Well i started the prep for the move today.
I purchased a 4 ton turfer winch, 2 lifting straps and a s/h pallet truck 
I also purchased some timber, 4x4 posts and a sheet of 18mm ply.
who needs a roof rack :





I got it all back to the shop and set about making a pallet to bolt the mill to.
made some steel runners for the bottom, note the deep csk holes so the screw heads are protected




Using my handy mobile work bench I cut the ply to size




I cut the posts to length and screwed them on the bottom of a double layer of ply




and then screwed the steel runners on




I will put D shackles in the holes to attach the slings to and then winch from the pallet so it wont pull the mill over.
I have also put together a selection of timber to make a sturdy ramp for the trailer, along with ratchet straps and some tools of useful possibilities.

The plan is to carefully lift the mill onto the pallet and the use the pallet truck to get to the trailer, winch the mill onto the trailer, drive home and reverse the process


----------



## Mo deller (Dec 3, 2009)

Yay another Beaver. Here's a photo of mine,a little model A.






I bought this from an engineer friend when he retired. He used to work for Balding engineering in Norwich where they were made.

Shall we start a Beaver owners club? ;D

Mo.


----------



## 1Kenny (Dec 3, 2009)

I have only seen pictures of beavers and they look like a well built machine.

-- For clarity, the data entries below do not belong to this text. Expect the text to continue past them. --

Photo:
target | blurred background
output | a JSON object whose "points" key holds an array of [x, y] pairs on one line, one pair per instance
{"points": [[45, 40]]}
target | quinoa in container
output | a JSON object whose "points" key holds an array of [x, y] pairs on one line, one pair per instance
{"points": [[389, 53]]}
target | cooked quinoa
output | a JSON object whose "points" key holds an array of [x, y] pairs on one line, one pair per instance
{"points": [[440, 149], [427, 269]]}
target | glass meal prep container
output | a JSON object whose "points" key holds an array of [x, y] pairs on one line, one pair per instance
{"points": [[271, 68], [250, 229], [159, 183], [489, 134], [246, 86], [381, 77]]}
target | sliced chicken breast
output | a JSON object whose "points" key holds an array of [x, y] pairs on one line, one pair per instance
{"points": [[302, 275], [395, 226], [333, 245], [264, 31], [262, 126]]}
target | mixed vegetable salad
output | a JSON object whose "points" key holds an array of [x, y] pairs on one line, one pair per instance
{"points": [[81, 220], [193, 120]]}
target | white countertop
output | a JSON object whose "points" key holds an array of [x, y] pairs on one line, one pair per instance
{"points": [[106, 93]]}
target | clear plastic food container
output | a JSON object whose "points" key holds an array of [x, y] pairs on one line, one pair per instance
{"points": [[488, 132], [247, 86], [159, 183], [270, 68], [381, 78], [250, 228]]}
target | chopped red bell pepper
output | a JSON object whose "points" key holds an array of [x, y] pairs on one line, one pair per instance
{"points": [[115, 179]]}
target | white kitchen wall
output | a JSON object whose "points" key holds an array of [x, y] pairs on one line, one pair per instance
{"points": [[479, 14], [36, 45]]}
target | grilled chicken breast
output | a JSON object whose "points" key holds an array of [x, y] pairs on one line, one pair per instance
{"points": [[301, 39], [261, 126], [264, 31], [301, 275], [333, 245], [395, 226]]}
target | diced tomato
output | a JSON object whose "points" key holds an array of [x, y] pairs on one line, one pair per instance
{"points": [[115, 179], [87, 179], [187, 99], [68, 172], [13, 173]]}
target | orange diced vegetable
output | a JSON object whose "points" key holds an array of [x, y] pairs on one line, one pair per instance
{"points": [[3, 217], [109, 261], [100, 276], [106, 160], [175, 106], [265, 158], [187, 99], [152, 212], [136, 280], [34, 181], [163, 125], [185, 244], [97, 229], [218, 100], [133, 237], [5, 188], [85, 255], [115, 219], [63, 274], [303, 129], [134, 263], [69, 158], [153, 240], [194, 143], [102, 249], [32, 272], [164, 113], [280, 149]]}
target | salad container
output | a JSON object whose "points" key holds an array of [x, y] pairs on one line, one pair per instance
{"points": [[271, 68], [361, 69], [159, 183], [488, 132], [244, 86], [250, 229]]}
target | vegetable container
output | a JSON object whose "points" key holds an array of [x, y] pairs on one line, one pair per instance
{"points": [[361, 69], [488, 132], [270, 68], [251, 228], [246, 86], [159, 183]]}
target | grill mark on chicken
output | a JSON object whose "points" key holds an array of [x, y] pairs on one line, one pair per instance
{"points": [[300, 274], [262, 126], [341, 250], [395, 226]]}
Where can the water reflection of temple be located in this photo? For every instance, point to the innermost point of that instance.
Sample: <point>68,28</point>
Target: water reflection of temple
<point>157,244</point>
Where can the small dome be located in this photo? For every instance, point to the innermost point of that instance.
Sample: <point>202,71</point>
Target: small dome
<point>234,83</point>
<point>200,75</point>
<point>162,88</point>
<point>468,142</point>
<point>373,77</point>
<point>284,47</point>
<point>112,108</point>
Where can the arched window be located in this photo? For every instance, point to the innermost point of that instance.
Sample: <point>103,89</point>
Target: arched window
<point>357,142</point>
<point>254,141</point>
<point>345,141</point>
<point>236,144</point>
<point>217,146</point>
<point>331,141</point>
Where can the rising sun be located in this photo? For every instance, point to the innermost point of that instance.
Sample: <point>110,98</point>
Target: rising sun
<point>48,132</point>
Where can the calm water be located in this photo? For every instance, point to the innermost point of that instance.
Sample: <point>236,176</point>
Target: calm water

Yes, grunty, with a moveable work bench like that it seems to me you have two shops. One being mobil. 

Kenny


----------



## Troutsqueezer (Dec 3, 2009)

You might want to see if you can snag that phone booth in the background there. Might be worth something someday. We don't have those anymore over here. At least in CA. Everybody's got a cell phone now. 

-T


----------



## grunty (Dec 5, 2009)

Got it ;D ;D ;D
Bed down, head down and on the move




Up onto the palette




Time for a break








About an hour and a half later and it's time for a drive




in its new home, just some more clearing out and some positioning to do now 




Comes with...
a vice




Clarkson autolock




fly cutter




some cutters




morse adapters




clamps




and a cute badge 





£250 plus the pallet and equipment and 3 favours to mates


----------



## vlmarshall (Dec 5, 2009)

Congrats on the successful move! Is the spindle a 50 taper? I can't tell from the tooling photos.


----------



## grunty (Dec 5, 2009)

Hi
it's a 40 taper, took a while to find the engraving though


----------



## harty (Dec 7, 2009)

Hi Grunty 

I have a pdf copy of the manual for one of these if you need it
I also have the same machine they are well built and machine very nicely
did a full resoration job on mine cos it was painted with hammertone paint
and i hate hammertone paint 

cheers
Harty


----------



## grunty (Dec 7, 2009)

harty  said:
			
		

> Hi Grunty
> 
> I have a pdf copy of the manual for one of these if you need it
> I also have the same machine they are well built and machine very nicely
> ...



It did come with a manual but it is in very poor condition and only consists of printed pages so a PDF would be very helpfull thank you.
Mine is also painted in some awful hammer paint over the original grey so thats the lathe and the mill to do then :-\
Just need to find a suitable colour


----------



## harty (Dec 8, 2009)

Hi Grunty 

I emailed you a copy of the manual let me know if you don't get it 

cheers
Harty

ps just thought i would include some inspiration for you a before and after of my beaver


----------



## grunty (Dec 8, 2009)

Thats a huge improvement, I can see you have added some motors for feeds ;D ;D
I guess the hammer finish is standard as yours looks very like mine does at the moment.
Thank you for the PDF, very infomative


----------



## harty (Dec 9, 2009)

Hi grunty 

my machine had definatly had an after market paintjob original colour was a greeny gray colour no hammer finnish you could see the original paint under the badges when i took em off
the motors are stepper motors as I have converted it to cnc changed the screws to ballscrews and added a variable speed drive 
if you want to know what it looks like inside i have a whole set of photos of the rebuild and conversion

cheers
harty


----------